Physical properties of MnSi at extreme doping with Co: Quantum criticality

TL;DR

This study investigates how doping MnSi with Co affects its magnetic and thermal properties, revealing the destruction of the helical phase transition and the emergence of quantum critical behavior at low temperatures.

Contribution

It provides new insights into the effects of Co doping on MnSi, demonstrating the suppression of the helical phase transition and the persistence of quantum critical fluctuations.

Findings

Doping with Co destroys the helical phase transition in MnSi.

Helical fluctuation area persists above the transition temperature.
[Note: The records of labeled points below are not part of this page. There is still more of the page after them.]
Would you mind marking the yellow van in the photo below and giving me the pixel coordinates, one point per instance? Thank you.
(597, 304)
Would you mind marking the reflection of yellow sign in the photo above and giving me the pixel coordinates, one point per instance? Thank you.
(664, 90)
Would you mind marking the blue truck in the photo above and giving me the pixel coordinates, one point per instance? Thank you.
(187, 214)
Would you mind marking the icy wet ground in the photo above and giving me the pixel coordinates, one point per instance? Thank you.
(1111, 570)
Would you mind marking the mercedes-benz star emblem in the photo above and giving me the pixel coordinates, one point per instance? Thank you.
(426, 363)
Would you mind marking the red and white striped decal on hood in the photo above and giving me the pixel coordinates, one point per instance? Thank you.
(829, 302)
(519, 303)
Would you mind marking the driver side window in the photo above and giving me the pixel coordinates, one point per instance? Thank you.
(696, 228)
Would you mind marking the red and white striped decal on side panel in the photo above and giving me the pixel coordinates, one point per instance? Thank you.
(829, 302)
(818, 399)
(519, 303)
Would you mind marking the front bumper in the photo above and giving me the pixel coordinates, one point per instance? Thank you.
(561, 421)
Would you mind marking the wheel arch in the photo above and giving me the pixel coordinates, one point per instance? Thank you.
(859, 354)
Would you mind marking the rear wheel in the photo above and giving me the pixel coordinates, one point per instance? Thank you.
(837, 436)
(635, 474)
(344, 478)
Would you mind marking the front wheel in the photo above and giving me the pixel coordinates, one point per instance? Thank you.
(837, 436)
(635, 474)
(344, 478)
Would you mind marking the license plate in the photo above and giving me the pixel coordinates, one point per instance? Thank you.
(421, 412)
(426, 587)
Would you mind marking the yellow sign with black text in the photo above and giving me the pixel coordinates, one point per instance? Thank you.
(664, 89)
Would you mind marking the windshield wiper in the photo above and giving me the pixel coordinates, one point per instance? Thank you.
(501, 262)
Quantum critical behavior observed as $C_p/T$ diverges at low T.

Abstract

The samples of (Mn$_{1-x}$Co$_x$)Si with $x=0.15$ and $x=0.17$ were grown and their physical properties: magnetization and magnetic susceptibility, resistivity and heat capacity were studied. The data analysis included also the previous results at $x=0.057, 0.063, 0.09$. The indicated doping MnSi with Co completely destroys the helical phase transition whereas basically saves the helical fluctuation area normally situated slightly above the phase transition temperature. This area spreading from $\sim$5 to 0 K is not changed much with doping and forms some sort of helical fluctuation cloud revealing the quantum critical properties: $C_p/T\rightarrow\infty$ at $T\rightarrow0$.